The right wing has become an offensive leader for a very young Guelph Storm which is hanging around the fringes of the playoff race in the Ontario Hockey League's Western Conference playoff race. That has helped the 18-year-old Kosmachuk, who cops to having some issues with consistency, get on the NHL draft radar. If he can help the Storm squeak into the second season, it could do wonders for his draft stock.
"People don't expect us to do well because we're a young team, but we're a hard-working bunch and we're going to continue to develop," says Kosmachuk, who was 23rd among North American skaters in NHL Central Scouting's January midterm ranking.
The Richmond Hill, Ont., native likely falls in the range between having an outside chance at sneaking into the first round and being a more probable second-rounder. Kosmachuk can make plays at speed and is a strong north-south player. He is third in team scoring with 24 goals and 45 points in 51 games. At 5-foot-11 and 182 pounds, he's also willing to get his nose dirty; he's actually second on the Storm in penalty minutes, which is an odd distinction for a top-6 forward.
The Storm, who also have defenceman Matt Finn projected to go in the first round, are one of the more scouted OHL teams. For Kosmachuk, that means he has a chance to grow on the scouting community. He is hopeful he can block that out and focus.

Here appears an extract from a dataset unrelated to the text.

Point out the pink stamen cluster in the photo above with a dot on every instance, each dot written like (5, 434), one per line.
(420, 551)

"You just have to fun with it," says Kosmachuk, who played in the CHL/NHL Top Prospects Game two weeks ago. "You know the scouts are going to be there every game. I try to bring a lot of energy to my game and bring a lot of consistency, put up numbers offensively and play a good all-around game."
1. Apart from the obvious such as getting stronger and quicker, what skill do you need to improve the most before you can turn pro?
"I would say being consistent every game. Some games I have a lot of jump, some games I don't have a lot of jump. I've had patches of offensive streaks throughout the season, then got on and off."
2. Whom in the NHL do you watch closely and think, "I need to play more like he does" or "I see what he's doing and I can build that into my game?"
"I like to say I model my game after [Calgary Flames forward] Jarome Iginla. He's like a strong offensive forward, he plays an all-around game, tough and gritty. But then I watch Sidney Crosby and watch the little things he does, the little things I can incorporate into my game."
3. Outside of family, who has the greatest impact on you in hockey?
"I would have to say [Toronto minor hockey coach] Dan Brown. He was my coach all the way up to minor midget. I played for about 10 years under his coaching. He taught me everything I know, including a lot of little things that people don't teach you." (What was one specific example?) "When we were young, we had a team that was very strong and he started teaching us extra things, like getting extra low in your stride when you're breaking out so you can get extra speed when you're coming up the ice."
4. This is not really a question, but we understand you were a pretty accomplished cross-country runner in your younger days?
"Once I got into high school, I had to cut if off because I was focused on hockey, but I was a really good runner. Really loved it. I actually started about grade 3 or 4. My brother was playing for the Vaughan Kings and they did a training program where they ran every day and I just joined in. They were two years older than me so I wanted to show I could do it and I ended up being better than most of them."
5. What is your diversion when there is a time during the season when you just need to get your mind off hockey?
"Just go home and unwind. Toronto, Richmond Hill, is not too far from Guelph, so I get to go home occasionally and be with friends and just do my thing."